The government's insatiable need to know everything about your communications with everyone else doesn't stop with email. Good old-fashioned snail mail is also under universal scrutiny.
"As nightfall does not come all at one, neither does
oppression." -- William O. Douglas
The government has long had the authority to record the information on the outside of mail covers, but this required as a practical matter individualized suspicion and monitoring.
Now technology has allowed much much more than this. From the NYT (7/03/13) it appears that old fashioned mail-cover monitoring is:
... a forerunner of a vastly more expansive effort, the Mail Isolation Control and Tracking program, in which Postal Service computers photograph the exterior of every piece of paper mail that is processed in the United States — about 160 billion pieces last year. It is not known how long the government saves the images.

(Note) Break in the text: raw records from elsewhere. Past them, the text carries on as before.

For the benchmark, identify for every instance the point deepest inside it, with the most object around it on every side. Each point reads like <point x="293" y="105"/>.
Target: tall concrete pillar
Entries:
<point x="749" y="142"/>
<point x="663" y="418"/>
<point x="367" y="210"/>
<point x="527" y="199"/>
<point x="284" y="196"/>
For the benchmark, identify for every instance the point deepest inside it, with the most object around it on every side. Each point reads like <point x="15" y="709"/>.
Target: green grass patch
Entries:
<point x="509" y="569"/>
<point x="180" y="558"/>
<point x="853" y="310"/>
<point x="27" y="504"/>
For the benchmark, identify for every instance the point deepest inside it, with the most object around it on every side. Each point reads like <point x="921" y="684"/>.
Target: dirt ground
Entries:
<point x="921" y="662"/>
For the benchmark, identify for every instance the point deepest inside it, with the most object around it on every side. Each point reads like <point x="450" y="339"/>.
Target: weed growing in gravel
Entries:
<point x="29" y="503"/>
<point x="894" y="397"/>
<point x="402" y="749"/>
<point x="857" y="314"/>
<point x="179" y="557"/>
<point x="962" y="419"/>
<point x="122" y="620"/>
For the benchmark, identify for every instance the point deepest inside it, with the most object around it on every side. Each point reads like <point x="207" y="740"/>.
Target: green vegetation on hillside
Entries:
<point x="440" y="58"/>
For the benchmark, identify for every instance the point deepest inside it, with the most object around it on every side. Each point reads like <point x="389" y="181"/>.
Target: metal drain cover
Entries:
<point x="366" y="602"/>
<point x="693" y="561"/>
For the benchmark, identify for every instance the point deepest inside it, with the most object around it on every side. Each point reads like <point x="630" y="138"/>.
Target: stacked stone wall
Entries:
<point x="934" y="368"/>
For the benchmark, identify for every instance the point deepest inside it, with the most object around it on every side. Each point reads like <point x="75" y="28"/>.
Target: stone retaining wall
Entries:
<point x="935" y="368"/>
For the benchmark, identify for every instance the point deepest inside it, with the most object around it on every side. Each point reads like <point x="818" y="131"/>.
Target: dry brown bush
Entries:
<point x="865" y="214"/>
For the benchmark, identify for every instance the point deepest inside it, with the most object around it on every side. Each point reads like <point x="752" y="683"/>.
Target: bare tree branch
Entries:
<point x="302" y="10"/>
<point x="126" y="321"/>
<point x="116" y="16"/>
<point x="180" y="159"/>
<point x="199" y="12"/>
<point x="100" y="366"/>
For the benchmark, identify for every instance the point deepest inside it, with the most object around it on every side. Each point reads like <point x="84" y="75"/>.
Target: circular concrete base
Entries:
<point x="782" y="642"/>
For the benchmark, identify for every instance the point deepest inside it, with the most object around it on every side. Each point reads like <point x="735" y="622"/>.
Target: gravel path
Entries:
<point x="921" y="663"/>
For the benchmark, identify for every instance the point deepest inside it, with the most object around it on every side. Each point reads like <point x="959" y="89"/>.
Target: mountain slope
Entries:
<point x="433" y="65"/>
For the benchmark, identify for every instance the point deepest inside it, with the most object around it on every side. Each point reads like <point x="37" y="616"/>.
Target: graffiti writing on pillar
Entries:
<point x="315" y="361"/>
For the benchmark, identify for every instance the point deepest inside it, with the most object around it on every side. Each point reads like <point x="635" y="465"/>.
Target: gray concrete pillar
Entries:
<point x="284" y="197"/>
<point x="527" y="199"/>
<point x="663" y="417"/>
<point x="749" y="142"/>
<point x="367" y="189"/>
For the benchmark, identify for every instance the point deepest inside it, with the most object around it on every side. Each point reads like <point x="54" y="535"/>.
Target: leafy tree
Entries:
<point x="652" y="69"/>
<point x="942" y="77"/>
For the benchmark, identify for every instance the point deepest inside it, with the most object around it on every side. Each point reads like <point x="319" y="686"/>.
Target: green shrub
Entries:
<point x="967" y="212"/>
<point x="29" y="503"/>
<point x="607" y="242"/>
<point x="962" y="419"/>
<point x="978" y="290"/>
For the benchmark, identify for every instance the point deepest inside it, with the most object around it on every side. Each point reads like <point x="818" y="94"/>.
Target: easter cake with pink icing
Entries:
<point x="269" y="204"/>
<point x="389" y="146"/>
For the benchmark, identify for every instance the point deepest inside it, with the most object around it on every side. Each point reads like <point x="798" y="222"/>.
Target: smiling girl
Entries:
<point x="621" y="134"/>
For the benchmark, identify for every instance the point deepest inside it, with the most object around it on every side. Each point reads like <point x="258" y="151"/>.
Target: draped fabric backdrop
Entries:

I'll tell you how long the government saves the images -- as long as they damn well please.
I'd reckon that there isn't any instance of communication in this country, other than face to face, that is not known to the government. Of course in the cases of emails and telephone calls, not only the fact of the communication but also the contents of those communications are also known.
Bit by bit, we've built the mechanisms of a dictatorship. Not that we have one now, but should one come along, we will be defenseless before it. The real danger is that we won't necessarily see it coming. Nightfall does not come all at once.